Theorem: A triangle ABC with the incenter I has its Schiffler point at the point of concurrence of the Euler lines of the four triangles BCI, CAI, ABI, and ABC. Schiffler's theorem states that these four lines all meet at a single point.
The statement of the theorem : Question : I want to find a demonstration and process this result without using the idea of circle or perpendicularity. I have been trying for a few days to find a similar demonstration of this result, possibly using barycentric calculus.
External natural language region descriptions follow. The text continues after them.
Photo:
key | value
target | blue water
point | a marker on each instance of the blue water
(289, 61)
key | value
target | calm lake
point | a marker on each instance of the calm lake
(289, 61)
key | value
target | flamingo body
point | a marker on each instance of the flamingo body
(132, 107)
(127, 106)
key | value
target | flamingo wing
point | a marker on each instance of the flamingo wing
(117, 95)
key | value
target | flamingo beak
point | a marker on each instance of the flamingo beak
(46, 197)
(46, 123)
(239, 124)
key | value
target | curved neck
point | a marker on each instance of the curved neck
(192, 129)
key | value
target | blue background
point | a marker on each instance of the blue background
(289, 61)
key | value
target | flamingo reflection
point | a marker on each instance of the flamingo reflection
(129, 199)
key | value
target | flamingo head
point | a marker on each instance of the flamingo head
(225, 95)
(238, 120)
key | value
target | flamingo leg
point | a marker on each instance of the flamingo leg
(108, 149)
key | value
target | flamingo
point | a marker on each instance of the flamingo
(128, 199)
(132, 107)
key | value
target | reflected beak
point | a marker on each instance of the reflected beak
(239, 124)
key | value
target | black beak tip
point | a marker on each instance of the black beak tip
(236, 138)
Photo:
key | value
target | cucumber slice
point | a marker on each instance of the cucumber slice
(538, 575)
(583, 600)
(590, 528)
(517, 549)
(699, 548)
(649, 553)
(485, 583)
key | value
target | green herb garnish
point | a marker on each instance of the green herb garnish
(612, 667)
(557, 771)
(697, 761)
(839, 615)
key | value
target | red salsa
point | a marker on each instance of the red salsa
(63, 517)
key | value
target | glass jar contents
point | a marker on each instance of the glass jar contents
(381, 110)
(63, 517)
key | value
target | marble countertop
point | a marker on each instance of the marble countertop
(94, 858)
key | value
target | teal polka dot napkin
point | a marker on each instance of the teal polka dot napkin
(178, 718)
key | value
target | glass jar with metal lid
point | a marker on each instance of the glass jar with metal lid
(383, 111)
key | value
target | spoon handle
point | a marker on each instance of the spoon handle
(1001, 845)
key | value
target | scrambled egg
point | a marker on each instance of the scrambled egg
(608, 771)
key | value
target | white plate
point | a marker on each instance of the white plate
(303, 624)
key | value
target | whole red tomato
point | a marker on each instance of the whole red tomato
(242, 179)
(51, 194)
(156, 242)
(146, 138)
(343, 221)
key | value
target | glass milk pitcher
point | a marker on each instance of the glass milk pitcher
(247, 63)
I only managed to discover some results that could take out the idea of bisectors and replaced the bisector with reports (Angle bisector theorem) and a result that describes the line of Euler with the help of parallels. Specifically, I really want to prove this result using only concepts of parallelism and segment reports.
Help theorem : Let P be any point int he plane whatsoever. Let $L_A$ be the line through the vertex A that is parallel to the line through PP and the midpoint A′ of the opposite side BC. Let the lines $L_B$ and $L_C$ be constructed similarly. Then, the three line LA, LB and LC have a point Q in common, the points G,P and Q lie on the line, and $GQ=2PG$. The more accurate question is: How can I prove the result of the 'theorem' Schiffler Point with the help of the theorem mentioned above or using other results, but only using the concept of parallelism and ratios (exactly in the affine space)?